Adults should be more aware of risks for heart disease and of actions that can be taken to reduce risks. This is particularly important for women at the time of the menopause and beyond. With the onset of menopausal symptoms, women and their doctors and nurses should discuss not only the symptoms but also think long term and consider risk factors for bone health and heart health. The World Health Organisation reckons that 80% of cardiovascular disease can be prevented by diet and lifestyle changes and the menopause is the perfect time to review diet and lifestyle and make positive changes that can make a big difference.
For women who are having troublesome menopausal symptoms, control of the symptoms may be needed first before attention can be given to important diet and lifestyle changes but discussion should still take place early and indeed, some changes such as reducing weight, stopping smoking and increasing exercise can in fact help to reduce symptoms.
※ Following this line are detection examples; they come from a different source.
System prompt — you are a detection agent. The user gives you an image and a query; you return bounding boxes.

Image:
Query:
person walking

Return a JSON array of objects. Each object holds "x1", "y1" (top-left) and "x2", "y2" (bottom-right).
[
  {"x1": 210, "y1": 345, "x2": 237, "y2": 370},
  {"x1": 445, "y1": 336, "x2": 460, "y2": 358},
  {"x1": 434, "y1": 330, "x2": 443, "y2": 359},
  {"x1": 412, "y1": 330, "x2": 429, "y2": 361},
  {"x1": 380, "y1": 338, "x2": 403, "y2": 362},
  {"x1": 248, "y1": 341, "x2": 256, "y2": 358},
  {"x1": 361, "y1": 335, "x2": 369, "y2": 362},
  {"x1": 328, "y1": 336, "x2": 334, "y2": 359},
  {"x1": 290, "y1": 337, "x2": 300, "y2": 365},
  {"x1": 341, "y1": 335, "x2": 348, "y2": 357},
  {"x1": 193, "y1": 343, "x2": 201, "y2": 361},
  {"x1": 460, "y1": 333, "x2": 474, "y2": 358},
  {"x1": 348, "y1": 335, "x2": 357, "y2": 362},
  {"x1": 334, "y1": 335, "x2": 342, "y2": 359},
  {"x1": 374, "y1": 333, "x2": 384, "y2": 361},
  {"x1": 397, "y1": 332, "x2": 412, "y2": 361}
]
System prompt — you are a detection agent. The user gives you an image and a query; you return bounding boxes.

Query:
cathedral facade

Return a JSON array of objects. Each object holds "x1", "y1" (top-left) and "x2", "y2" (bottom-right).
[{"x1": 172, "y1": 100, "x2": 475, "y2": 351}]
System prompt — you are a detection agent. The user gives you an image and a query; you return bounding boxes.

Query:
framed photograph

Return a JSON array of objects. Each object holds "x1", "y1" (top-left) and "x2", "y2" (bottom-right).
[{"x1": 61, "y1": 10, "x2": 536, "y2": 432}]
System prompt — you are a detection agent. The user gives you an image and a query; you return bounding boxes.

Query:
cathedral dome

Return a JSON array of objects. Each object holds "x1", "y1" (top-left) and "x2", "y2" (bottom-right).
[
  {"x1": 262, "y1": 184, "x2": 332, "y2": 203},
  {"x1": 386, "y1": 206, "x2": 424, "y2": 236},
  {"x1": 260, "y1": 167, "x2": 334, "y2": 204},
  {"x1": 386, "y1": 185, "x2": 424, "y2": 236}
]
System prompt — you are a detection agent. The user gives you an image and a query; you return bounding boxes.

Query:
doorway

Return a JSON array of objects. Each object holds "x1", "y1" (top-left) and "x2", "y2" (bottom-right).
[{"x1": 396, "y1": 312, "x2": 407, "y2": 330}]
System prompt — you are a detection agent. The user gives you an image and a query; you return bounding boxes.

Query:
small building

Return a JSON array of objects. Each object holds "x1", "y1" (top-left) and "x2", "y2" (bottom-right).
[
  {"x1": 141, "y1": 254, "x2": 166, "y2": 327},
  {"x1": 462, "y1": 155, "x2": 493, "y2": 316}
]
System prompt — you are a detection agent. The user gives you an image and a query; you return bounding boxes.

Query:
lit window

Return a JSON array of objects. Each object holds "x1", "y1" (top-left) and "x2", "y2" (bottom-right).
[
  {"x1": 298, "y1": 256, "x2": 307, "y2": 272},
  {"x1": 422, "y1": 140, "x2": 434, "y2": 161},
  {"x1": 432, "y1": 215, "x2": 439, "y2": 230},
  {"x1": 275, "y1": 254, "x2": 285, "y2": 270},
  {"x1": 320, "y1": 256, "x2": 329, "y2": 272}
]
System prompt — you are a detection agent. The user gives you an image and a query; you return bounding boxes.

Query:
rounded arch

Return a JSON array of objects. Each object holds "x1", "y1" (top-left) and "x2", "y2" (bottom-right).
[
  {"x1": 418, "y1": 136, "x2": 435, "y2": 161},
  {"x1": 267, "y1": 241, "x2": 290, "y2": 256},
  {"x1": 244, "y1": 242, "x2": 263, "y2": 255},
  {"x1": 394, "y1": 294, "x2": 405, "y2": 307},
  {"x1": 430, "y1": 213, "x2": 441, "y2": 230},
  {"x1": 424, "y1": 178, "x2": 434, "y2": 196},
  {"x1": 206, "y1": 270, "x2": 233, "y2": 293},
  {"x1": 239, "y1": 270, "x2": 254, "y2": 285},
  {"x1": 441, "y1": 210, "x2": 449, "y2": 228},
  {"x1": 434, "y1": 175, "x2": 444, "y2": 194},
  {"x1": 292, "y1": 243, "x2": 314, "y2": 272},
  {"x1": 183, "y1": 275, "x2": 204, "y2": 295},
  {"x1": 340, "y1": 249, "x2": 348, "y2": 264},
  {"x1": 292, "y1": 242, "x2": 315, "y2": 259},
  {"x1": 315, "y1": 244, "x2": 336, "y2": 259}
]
Try very hard to maintain a healthy weight. Calculate your Body Mass Index (BMI); calculators are readily available and there's an online version on menopausematters.co.uk
Ideally a BMI of 25 or less is recommended. There is no magic answer to controlling weight and many women do gain weight at the menopause. Eating five portions of fruit and vegetables per day, using wholegrain, high-fibre foods, cutting down saturated fats and increasing polyunsaturated fats combined with increasing exercise (brisk walking provides the same benefit as vigorous exercise), can all reduce heart disease risk. It is believed that 59% of deaths due to cardiovascular disease are linked to having a BMI of more than 25, along with exercising less than 3.5 hours per week.
Stopping smoking can not only improve heart health but also bone health and should be a major consideration in menopausal women. Blood pressure is usually checked as part of a menopause assessment and subsequently as part of the review for women who take HRT. It should be treated if found to be raised.
Since cholesterol levels increase with the changes at the menopause, checking of cholesterol level should also be considered as part of the menopause assessment. If cholesterol level is raised, the diet and lifestyle changes can help to reduce the level and it has been shown that a 10% reduction in LDL cholesterol can lead to a reduction in risk of cardiovascular disease of up to 20%.
Inclusion in the diet of plant sterols and stanols (found in some margarines, milk products and yogurts) can also lower cholesterol level by blocking the absorption of cholesterol from food during digestion and also by blocking the re-absorption of cholesterol which is made by the liver.
Taking 2 - 2.5g of plant sterols per day is thought to lower LDL cholesterol by 10-15% when combined with a healthy diet.
What about HRT and Heart Disease?
For many years it was thought that the use of HRT reduced the risk of heart disease and indeed, many women took HRT mainly for that reason. However, results of some trials, including the Women's Health Initiative (WHI) trial initially suggested that women who took HRT had an increased risk of heart disease.
This finding led to great concern, confusion and loss of confidence in the use of HRT. Since first publication of these results in 2002, further analysis has reassuringly shown that it was only in women who were 20 or more years postmenopause who took HRT in the trial (women who would be very unlikely to take HRT outside a trial, in the "real" world) who had a small increased risk.
Women who were within 10 years of the menopause, had no increased risk and had a trend towards a reduced risk. There have been many studies showing reasons why the use of estrogen, the main component of HRT, should be beneficial for heart health since it has been shown to reduce LDL cholesterol, increase HDL cholesterol, reduce the deposition of cholesterol in blood vessel walls, and favourably influence the "pear" to "apple" weight distribution.
However, we do not yet have enough evidence to be able to again use HRT in the belief that it protects against cardiovascular disease, though we can reassure women that when used for symptom control in the early menopausal years, it will not harm heart health and may yet prove to be beneficial. esults from further trials, particularly looking at the best type and route of HRT, are awaited.